Quand il y a des garanties, la région sait qu’elle doit décider très rapidement parce que la banque a besoin d’une réponse quasiment dans la semaine. Tout se passe très bien : nos chargés d’affaires échangent avec les chargés d’affaires de la région. Dans certaines régions, un vice-président est désigné pour donner un avis politique sur le dossier, dossier qui ne peut pas passer en commission permanente en raison de délais très courts. Mais la possibilité de codécision existe toujours.
De son côté, l’entreprise bénéficiaire est systématiquement informée du fait que l’aide est accordée avec l’argent de la région. Il y a une conotification des aides, parfois même une cosignature du président du conseil régional quand il le souhaite. Dans les contrats de prêts ou d’aide, il est systématiquement mentionné que la région participe, de même que le FEDER est systématiquement mentionné s’il est mobilisé. Nous proposons à la région de mener avec nous, si elle le souhaite, des actions de communication pour faire connaître ces dispositifs et les valoriser.
De façon plus large que la simple valorisation de ces dispositifs, nous avons déployé avec un peu moins de quinze régions des plates-formes d’orientation dématérialisées qui permettent de mettre en valeur, sur des sites extrêmement simples, l’ensemble de l’offre de Bpifrance et des partenaires sur le territoire. Cette valorisation de l’action commune est extrêmement importante parce que notre priorité c’est d’abord que l’entreprise ait une réponse rapide et efficace à son besoin. Nous sommes donc bien dans une logique où un seul dossier est déposé par l’entreprise et où une seule expertise est faite par Bpifrance. La décision peut être prise éventuellement par deux interlocuteurs, mais cela ne nécessite pas que le bénéficiaire soit obligé d’aller frapper à toutes les portes pour chercher des financements.
J’ajoute que ces dispositifs cherchent à être les plus performants possible en termes d’effet de levier et d’optimisation des financements publics. D’une certaine manière, Bpifrance gère l’argent des régions, elle mobilise des financements aux côtés des régions mais surtout elle assume les risques d’épuisement de ces fonds, c’est-à-dire que si le fonds devenait un jour déficitaire, elle ne demanderait pas de l’argent supplémentaire aux régions. C’est donc bien plus qu’un simple opérateur qui gérerait l’argent des régions comme un service financier. À ce titre-là, Bpifrance est un partenaire à part entière et elle est très attachée à ce partenariat.

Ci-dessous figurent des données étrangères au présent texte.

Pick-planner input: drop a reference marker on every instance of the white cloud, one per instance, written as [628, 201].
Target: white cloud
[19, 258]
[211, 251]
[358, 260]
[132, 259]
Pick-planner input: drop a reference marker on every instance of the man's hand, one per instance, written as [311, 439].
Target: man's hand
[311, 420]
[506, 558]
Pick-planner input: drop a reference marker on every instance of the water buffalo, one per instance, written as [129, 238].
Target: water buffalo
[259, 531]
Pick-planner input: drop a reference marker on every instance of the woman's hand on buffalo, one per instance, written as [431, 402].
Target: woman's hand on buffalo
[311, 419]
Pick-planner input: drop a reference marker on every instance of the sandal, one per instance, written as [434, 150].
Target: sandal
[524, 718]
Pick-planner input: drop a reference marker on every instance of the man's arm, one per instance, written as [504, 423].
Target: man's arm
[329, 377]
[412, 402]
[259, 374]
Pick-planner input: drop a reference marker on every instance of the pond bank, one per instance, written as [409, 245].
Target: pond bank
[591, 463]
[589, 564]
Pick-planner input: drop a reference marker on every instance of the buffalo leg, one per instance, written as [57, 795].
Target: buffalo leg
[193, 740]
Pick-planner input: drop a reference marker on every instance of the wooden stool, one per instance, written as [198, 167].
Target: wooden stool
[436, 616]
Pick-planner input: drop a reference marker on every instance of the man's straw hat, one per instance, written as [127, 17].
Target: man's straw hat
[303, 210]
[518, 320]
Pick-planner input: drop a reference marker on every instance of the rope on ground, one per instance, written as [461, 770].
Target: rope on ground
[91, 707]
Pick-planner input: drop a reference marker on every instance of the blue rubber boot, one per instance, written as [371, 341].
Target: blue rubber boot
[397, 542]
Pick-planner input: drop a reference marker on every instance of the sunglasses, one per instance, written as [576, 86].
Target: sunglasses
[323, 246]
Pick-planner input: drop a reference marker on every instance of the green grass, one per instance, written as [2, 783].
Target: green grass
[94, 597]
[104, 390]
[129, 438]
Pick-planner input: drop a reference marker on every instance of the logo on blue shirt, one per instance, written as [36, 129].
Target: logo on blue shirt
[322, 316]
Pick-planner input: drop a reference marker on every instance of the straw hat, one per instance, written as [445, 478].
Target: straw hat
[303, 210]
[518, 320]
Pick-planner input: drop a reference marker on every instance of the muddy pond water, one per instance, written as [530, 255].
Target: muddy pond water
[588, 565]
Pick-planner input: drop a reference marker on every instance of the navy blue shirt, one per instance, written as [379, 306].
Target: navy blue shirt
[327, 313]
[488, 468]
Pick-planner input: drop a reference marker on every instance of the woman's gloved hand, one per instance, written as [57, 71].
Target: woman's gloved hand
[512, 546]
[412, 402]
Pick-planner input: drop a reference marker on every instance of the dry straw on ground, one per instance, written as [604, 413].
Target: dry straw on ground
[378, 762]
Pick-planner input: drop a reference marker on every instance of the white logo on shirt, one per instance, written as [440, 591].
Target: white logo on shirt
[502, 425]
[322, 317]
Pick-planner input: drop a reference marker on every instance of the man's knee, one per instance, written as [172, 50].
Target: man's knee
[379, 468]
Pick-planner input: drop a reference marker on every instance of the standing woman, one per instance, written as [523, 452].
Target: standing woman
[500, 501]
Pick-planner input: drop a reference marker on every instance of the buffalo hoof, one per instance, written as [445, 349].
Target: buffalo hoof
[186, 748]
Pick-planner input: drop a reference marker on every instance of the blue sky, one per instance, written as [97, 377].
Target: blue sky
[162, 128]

Mme la présidente Véronique Louwagie. Vous avez indiqué qu’il y avait vingt-sept comités régionaux d’orientation et que l’année dernière quarante-cinq comités s’étaient réunis. Cela veut donc dire que certains CRO ne se sont pas réunis à deux reprises, contrairement à ce que prévoit la loi. Y a-t-il un lien entre une mobilisation moindre de certaines régions qui pourrait transparaître au regard du nombre de réunions et les montants éventuellement déclinés dans les régions ? On s’aperçoit, en lisant les documents que vous nous avez donnés, qu’il y a des distorsions très importantes d’une région à l’autre.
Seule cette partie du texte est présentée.